Так считал и Павлик до поры до времени. Но он ошибался.
* * *
Мы были обычными жителями провинциального городка. Отец работал на маслозаводе вальцовщиком, мать и дедушка с бабушкой обихаживали домашнее хозяйство, я помогал им. У нашей семьи помимо положенного приусадебного участка, на котором мы еще в 46-м году насадили много фруктовых деревьев, было за городом и свое поле: около трех гектаров пашни. Места были хорошие, рядом с полями селекционной станции.
После урожайного 48-го года жители нашей магалы впервые после войны и голода почувствовали какой-то достаток. Уродились картошка (тогда еще не знали, что такое колорадский жук), кукуруза, фасоль, свекла и прочая съедобная мелочь, деревья ломились от фруктов: яблок, груш, слив, абрикосов. Но главное, был собран невиданный урожай пшеницы. По субботам над Пэмынтенами стоял плотный пьянящий дух печеного хлеба: в каждом доме дымились печи, в которых хозяйки пекли хлеб. Белый пшеничный хлеб в домашних печах получался удивительно пышным. Никогда в жизни Павлик не ел столько хлеба, вкуснее которого, казалось, нет ничего на свете.
Загородные участки земли были у многих наших соседей, но почему-то не у всех.
Ранней весной мы с отцом на каруце отправлялись в поле. Отец впрягал нашу кобылку в плуг и, наскоро объяснив мне, что делать, сам становился к плугу. Взяв лошадку за узду, я вел ее вдоль межи, потом вдоль борозды, а отец, налегая на ручки плуга, вспарывал пласты тяжелого чернозема. Кобыла была совсем молоденькая, слабосильная, часто останавливалась. Отец злился, ругался: «Каличь дохлая!» И так, с остановками и руганью (мама потом объясняла мне, что ругань и невыдержанность отца – это все от его контузий на фронте), мы в течение трех весенних дней, с восхода до захода солнца, вспахивали все поле.

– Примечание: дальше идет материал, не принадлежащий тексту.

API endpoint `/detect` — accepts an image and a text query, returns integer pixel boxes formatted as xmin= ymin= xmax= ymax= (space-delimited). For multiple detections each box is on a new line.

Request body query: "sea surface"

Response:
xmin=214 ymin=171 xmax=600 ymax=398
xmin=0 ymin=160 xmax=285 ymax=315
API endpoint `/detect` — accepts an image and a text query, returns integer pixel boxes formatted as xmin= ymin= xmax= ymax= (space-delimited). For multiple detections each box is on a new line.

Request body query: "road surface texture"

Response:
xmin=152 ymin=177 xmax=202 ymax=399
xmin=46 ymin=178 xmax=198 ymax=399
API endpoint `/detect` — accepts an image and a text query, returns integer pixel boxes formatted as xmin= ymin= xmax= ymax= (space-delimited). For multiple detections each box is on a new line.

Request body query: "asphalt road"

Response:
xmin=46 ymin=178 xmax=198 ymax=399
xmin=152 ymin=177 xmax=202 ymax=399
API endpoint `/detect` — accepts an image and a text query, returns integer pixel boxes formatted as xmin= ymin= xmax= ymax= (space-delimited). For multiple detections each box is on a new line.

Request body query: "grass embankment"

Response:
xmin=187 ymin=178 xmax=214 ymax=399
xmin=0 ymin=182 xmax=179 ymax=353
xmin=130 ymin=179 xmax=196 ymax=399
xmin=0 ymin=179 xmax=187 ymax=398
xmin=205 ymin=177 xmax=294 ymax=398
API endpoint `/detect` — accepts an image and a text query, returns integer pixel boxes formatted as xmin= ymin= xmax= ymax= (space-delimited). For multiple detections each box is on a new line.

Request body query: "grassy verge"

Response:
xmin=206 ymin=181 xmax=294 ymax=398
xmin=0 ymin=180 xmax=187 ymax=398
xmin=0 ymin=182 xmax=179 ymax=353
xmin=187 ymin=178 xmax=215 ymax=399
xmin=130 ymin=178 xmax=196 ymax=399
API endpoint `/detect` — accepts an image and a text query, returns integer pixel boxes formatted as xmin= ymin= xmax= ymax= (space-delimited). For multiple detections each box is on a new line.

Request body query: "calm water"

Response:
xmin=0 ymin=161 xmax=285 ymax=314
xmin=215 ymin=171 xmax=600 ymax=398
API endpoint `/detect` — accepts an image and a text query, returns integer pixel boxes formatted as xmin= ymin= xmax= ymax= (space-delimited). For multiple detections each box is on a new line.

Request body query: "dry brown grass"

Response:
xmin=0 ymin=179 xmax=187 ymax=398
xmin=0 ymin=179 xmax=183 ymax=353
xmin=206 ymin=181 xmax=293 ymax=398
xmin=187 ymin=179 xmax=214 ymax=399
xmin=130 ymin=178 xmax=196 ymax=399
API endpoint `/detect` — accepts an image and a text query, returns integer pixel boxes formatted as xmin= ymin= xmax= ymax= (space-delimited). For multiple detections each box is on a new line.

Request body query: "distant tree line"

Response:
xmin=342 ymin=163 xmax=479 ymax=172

Потом гектара два с небольшим заборанивали, а небольшой клин, перелог, оставляли под черные пары и пастбище. Сев кукурузы, пшеницы, подсолнечника проходил уже без меня: как все школьники, начиная с четвертого класса, каждой весной я сдавал переводные экзамены в следующий класс.
В летние каникулы моей обязанностью было пасти Флорику. С весны после отела она хорошо доилась и давала каждый день по ведру молока. Провожая в поле нас с Флорикой, мать, как обычно, клала мне в торбу бутылку кипяченого молока и скибу мамалыги или краюху хлеба, иногда еще кусочек брынзы.
До нашего поля было километра три. Мы выходили на глодянский шлях и, не торопясь, попасом, двигались мимо садов, виноградников и опытных делян селекционной станции. Потом поворачивали к широкой лесополосе. После войны в республике были насажены тысячи километров таких ветрозащитных и влагозадерживающих лесополос, прозванных мичуринскими. Пройдя с километр вдоль лесополосы, мы выходили на имаш, пастбище общего пользования, – широкую полосу необработанной целины, тянувшейся долиной между холмами на много километров, и уже с имаша заходили на наш участок перелога. Я разматывал длинную веревку и привязывал один ее конец к рогам коровы, а другой к стальному штырю, который вбивал в землю. Теперь моя Флорика паслась только там, где я хотел. Она была очень послушной и никогда не сопротивлялась.